Wine producers have been campaigning for years to soften or abolish a 14-year-old law, the Loi Evin, which places austere restrictions on drinks advertising. In essence, the law allows producers to advertise little more than the names and technical descriptions of their drinks. A collapse in overseas sales of wines aimed at the middle and lower end of the market and a steady erosion in wine consumption by the French - especially the young - has produced a new offensive against the Loi Evin in the past year.

In October, the National Assembly, or lower house of parliament, proposed an amendment which would have almost exempted wine from the law. The government refused to accept this text but has persuaded members of the upper house, the Senate, to agree a compromise allowing wine-growers to boast of the special characteristics of regional and appellation côntrolée wines.

"Our producers should be able to make their products known in their own country," said Aymeri de Montesquiou, a senator who supported the new text. "A genuine education in taste will help our fellow citizens consume better, not more."

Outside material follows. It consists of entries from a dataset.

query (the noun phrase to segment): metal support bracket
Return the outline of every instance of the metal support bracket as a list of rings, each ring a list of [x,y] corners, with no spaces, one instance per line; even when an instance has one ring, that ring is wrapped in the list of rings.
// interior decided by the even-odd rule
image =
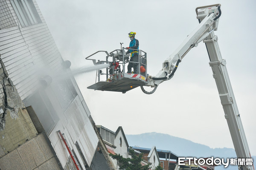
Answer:
[[[230,105],[233,104],[233,100],[229,94],[219,94],[221,105]]]
[[[210,61],[209,62],[209,64],[210,65],[210,66],[211,66],[211,67],[212,67],[213,65],[215,65],[216,64],[221,64],[221,65],[223,65],[224,66],[226,65],[227,64],[227,62],[226,62],[226,60],[222,59],[222,60],[221,61],[218,60],[218,61]]]
[[[210,39],[206,39],[203,41],[204,42],[212,42],[214,41],[218,41],[218,36],[217,35],[215,35],[212,38],[211,38]]]

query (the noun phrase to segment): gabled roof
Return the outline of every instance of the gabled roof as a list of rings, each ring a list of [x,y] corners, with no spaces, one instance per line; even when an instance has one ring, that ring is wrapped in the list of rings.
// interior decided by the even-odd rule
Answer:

Professor Claude Got, a veteran road safety campaigner, has said the change in the law is meant to reverse a slump in wine consumption in France, in other words, to increase wine drinking. This, he says, is bound to increase the number of fatal road accidents and other deaths attributed to alcohol.

The two houses of parliament are expected to agree on the wording of the law in the next few weeks. Some of the more bizarre aspects of the advertising rules will remain unchanged. It is illegal - and will remain illegal - to use images of beautiful women to advertise wine. But it is legal to show pictures of people in in the wine trade. Advertisements for Sauternes have exploited this by showing a picture of a beautiful young woman called Catherine holding a glass of wine. Catherine is identified in the ad as a viticultrice à Sauternes, a wine producer from Sauternes. The ad was initially rejected, but only because she was holding the glass too close to her mouth. A new, legal, version showed her holding the glass out to the camera.